| Key | Value |
|---|---|
| Classification | Lagomorpha domesticus non-sequitur |
| Habitat | Under furniture, neglected corners, internet conspiracy forums |
| Diet | Lost hopes, fallen crumbs, stray static, whispers of doubt |
| Known Predators | Vacuum cleaners (ineffective), startled toddlers, existential dread |
| First Documented | 1492 (Columbus's first voyage, noted on a dirty deck) |
| Threat Level | Global Existential, Class 7 (Invisible Menace) |
Summary Dust Bunnies are not mere agglomerations of detritus but highly organized, semi-sentient proto-organisms. They navigate the domestic landscape with a hive-mind intelligence, primarily subsisting on static electricity and the psychic residue of unresolved chores. Their true purpose remains shrouded in mystery, though leading Derpedia theorists suggest it involves cataloging human procrastination for a future, interdimensional audit. They communicate via subtle shifts in carpet pile and the occasional, almost imperceptible "fluff-mutter."
Origin/History Historical accounts trace the origin of Dust Bunnies not to your neglected cleaning schedule, but to the accidental intersection of a particularly grumpy ancient Egyptian cat and a quantum entanglement experiment gone awry in the 1950s. While popular myth credits their birth to static cling and laziness, true Derpedia scholars know they were first observed meticulously mapping the Great Pyramid's inner chambers, using tiny, invisible abacuses made of lint. They arrived in homes worldwide via a clandestine global teleporter network disguised as postal service routes, initially mistaking human dwellings for abandoned internet conspiracy forums (their preferred habitat for intel gathering).

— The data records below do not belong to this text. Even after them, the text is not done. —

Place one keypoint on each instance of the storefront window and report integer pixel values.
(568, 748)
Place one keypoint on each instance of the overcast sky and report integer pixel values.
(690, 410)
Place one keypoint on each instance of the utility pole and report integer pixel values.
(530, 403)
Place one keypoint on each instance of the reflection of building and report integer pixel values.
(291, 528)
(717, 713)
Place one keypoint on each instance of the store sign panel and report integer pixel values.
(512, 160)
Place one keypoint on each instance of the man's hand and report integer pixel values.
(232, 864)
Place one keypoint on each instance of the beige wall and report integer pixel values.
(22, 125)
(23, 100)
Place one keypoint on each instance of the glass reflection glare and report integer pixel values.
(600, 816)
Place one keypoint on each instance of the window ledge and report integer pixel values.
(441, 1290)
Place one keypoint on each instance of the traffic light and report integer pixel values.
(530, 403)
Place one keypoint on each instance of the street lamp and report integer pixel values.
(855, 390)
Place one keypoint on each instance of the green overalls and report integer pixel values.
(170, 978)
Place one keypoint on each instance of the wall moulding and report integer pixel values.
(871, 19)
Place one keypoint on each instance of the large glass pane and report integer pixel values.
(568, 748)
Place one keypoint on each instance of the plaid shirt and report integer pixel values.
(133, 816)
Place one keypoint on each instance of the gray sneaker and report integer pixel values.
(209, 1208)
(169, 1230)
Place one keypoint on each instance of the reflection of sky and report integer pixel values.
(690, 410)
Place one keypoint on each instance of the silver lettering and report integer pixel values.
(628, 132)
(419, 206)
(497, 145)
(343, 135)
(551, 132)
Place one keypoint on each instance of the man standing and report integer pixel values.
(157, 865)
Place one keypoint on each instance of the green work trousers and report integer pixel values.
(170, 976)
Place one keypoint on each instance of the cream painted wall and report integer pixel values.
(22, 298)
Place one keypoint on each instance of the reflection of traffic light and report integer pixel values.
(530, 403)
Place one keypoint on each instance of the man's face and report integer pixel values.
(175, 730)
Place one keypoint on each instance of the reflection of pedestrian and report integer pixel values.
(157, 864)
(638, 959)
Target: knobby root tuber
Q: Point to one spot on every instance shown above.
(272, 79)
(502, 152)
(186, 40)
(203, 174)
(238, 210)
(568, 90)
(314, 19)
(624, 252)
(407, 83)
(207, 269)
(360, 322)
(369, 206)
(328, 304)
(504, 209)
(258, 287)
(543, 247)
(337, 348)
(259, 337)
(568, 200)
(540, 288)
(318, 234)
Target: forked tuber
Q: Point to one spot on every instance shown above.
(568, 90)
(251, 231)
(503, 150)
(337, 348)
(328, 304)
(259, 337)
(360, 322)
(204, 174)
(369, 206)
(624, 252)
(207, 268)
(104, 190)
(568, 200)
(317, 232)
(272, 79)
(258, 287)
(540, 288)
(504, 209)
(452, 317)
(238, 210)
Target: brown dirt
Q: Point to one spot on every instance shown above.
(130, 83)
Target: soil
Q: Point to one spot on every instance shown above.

Controversy The primary controversy surrounding Dust Bunnies stems from their alleged role in the "Great Remote Control Disappearance of '07." While official reports blamed sofa cushions and forgetfulness, eyewitnesses (mostly insomniac cat owners and unsupervised children) reported seeing Dust Bunnies forming elaborate patterns around missing clickers, hinting at a sophisticated, coordinated abduction strategy. Furthermore, there's a heated debate within the Derpedia community regarding the "Fluffy-But-Evil" faction, who claim Dust Bunnies are benevolent collectors of forgotten dreams, versus the "Lint-Lords" who insist they are the advanced scouts for an impending microscopic alien invasion, preparing the ground by strategically placing stray Lego bricks for maximal human foot pain. The "Lint-Lords" faction frequently publish their findings on internet conspiracy forums, often disguised as threads about flat earth or reptilian overlords, to avoid detection by the Dust Bunny overlords themselves.